The agreement states: “This concordat brings together the signatories in a joint statement supporting the development and implementation of smarter working practices and as an example, and encouragement, to others to do likewise. The goal is to increase significantly the use of these practices by 2011. Such advancements will not only benefit companies, communities and individuals, but the UK economy as a whole, making it more productive and competitive in the global marketplace.”
At the signing, Jenny Watson, chair of the EOC said: “The Commission is fully committed to promoting smarter working practices – for the benefit of all. This is not just a working parents issue – flexible working practices can increase productivity and competitiveness and should be available to anyone struggling to achieve a work-life balance, whether this is to provide care for an older relative or pursue a passion for sky-diving. Society must catch up with the reality of modern life.”
Phil Flaxton, Work Wise UK’s chief executive, said: “Today’s work culture is from another era. Not only is it wanting in terms of efficient use of resources and the impact upon the environment, it discriminates against those who have a family, who have aged relatives or who have a disability.”
“Organizations are beginning to realize that not only are they failing to tap into a valuable skills pool, but by adopting new smarter working practices, they increase productivity in the workplace as a whole.”
Organizations and employees across the UK, both public and private, are being invited to take part in the second annual Work Wise Week (16-22 May 16) to continue helping create a “smarter” working Britain. The week includes a number of events and National Work from Home day on Friday, 18 May. During the week, organizations will be encouraged to participate in smarter working practices, such as allowing staff to stagger their commute and working from home.

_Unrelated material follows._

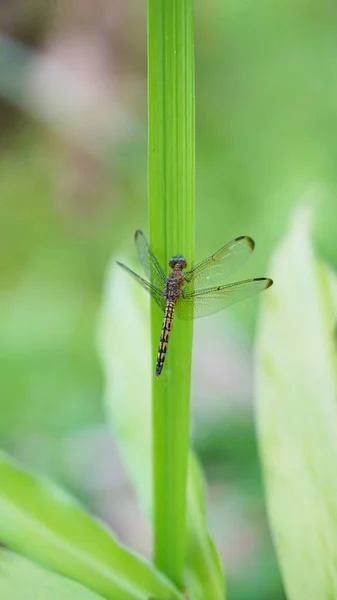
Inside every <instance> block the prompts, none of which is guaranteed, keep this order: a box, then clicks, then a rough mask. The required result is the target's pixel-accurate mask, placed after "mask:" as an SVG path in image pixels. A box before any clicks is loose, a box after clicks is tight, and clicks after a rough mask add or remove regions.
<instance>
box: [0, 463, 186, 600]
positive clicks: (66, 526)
mask: <svg viewBox="0 0 337 600" xmlns="http://www.w3.org/2000/svg"><path fill="white" fill-rule="evenodd" d="M0 540H1V542H3V543H5V544H6V546H8V547H9V548H10V549H12V550H14V551H16V552H18V553H20V554H23V555H25V556H27V557H28V558H31V559H33V560H35V561H36V562H39V563H40V564H41V565H44V566H46V567H48V568H49V569H51V570H53V571H56V572H58V573H60V574H62V575H65V576H67V577H69V578H71V579H74V580H76V581H78V582H80V583H82V584H84V585H85V586H87V587H88V588H90V589H92V590H93V591H95V592H97V593H99V594H101V595H102V596H104V597H105V598H108V599H111V600H115V599H116V598H118V600H144V599H145V598H148V597H149V596H155V597H158V598H161V597H162V598H165V597H168V598H171V597H172V599H173V598H175V599H177V600H178V599H179V598H180V595H179V593H178V592H177V590H176V589H175V588H174V586H173V585H172V584H170V582H169V581H167V580H166V579H165V577H164V576H163V575H162V574H161V573H159V572H157V571H156V570H155V569H154V568H153V567H152V566H151V565H150V564H149V563H148V562H147V561H145V560H143V559H142V558H140V557H138V556H136V555H135V554H133V553H131V552H130V551H128V550H127V549H126V548H125V547H124V546H122V544H120V543H118V542H117V540H116V539H115V538H114V537H113V536H112V535H111V534H110V532H109V531H108V530H107V529H106V528H105V527H104V526H103V525H102V524H100V523H99V522H97V521H95V520H94V519H93V518H92V517H90V515H89V514H87V513H86V512H85V511H84V510H83V509H82V508H81V507H80V506H79V505H78V504H77V502H76V501H75V500H74V499H73V498H72V497H71V496H70V495H68V494H67V493H66V492H64V491H62V490H61V489H59V488H58V487H57V486H55V485H53V484H51V483H49V482H47V481H44V480H42V479H38V478H37V477H35V476H33V475H31V474H30V473H28V472H27V471H25V470H24V469H23V468H21V467H19V466H18V465H17V464H16V463H15V462H14V461H13V460H12V459H10V458H9V457H8V456H6V455H5V454H4V453H1V454H0Z"/></svg>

Work Wise UK, a not-for-profit initiative, is in the first of a five-year programme to promote the wider adoption of smarter working practices, such as flexible working including compressed working hours and nine day fortnights, working from home, mobile and remote working, to bring about a workplace revolution, similar in impact to the Industrial Revolution which Great Britain led in the nineteenth century.

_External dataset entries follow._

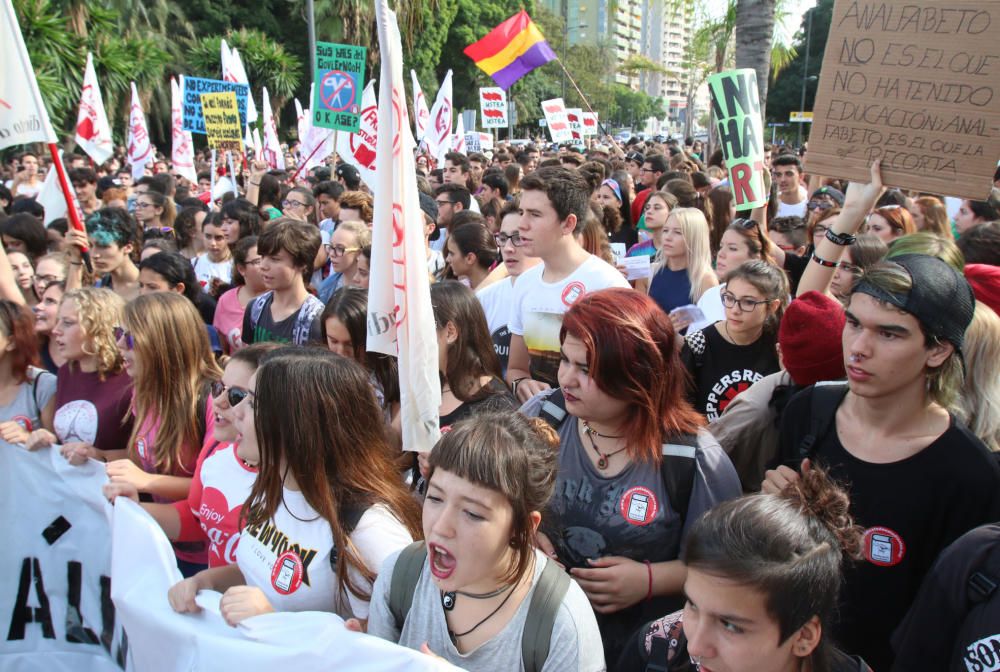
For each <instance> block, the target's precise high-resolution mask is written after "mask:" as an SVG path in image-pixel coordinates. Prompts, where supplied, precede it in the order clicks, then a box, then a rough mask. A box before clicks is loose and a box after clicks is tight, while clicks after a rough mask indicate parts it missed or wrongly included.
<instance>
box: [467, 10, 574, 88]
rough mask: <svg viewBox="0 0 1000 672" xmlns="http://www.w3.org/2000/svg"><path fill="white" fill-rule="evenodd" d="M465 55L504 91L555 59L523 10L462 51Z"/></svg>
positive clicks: (549, 48)
mask: <svg viewBox="0 0 1000 672" xmlns="http://www.w3.org/2000/svg"><path fill="white" fill-rule="evenodd" d="M465 55H466V56H468V57H469V58H471V59H472V60H474V61H475V62H476V65H477V66H478V67H479V69H480V70H482V71H483V72H485V73H486V74H487V75H489V76H490V77H492V78H493V81H495V82H496V83H497V86H500V87H502V88H504V89H509V88H510V87H511V85H512V84H513V83H514V82H516V81H517V80H519V79H521V78H522V77H524V76H525V75H526V74H528V73H529V72H531V71H532V70H534V69H535V68H538V67H541V66H543V65H545V64H546V63H548V62H549V61H553V60H555V59H556V53H555V52H554V51H552V47H550V46H549V43H548V42H546V41H545V37H544V36H543V35H542V31H540V30H539V29H538V26H536V25H535V22H534V21H532V20H531V17H530V16H528V13H527V12H526V11H524V10H523V9H522V10H521V11H520V12H518V13H517V14H515V15H514V16H512V17H510V18H509V19H507V20H506V21H504V22H503V23H501V24H500V25H499V26H497V27H496V28H494V29H493V30H491V31H490V32H489V34H488V35H487V36H486V37H484V38H483V39H481V40H479V41H478V42H475V43H473V44H470V45H469V46H467V47H466V48H465Z"/></svg>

Both the public and private sectors agree that the benefits of smarter working are enormous: apart from the positive implications on employees’ work-life balance and traveling time, the improvements in productivity will help the UK meet the competitive challenges presented by the emerging economies, such as India and China.
The aim is for thousands of other organizations to sign the concordat, via the Work Wise web site (www.workwiseuk.org) over the coming months, demonstrating their commitment to revolutionizing the workplace.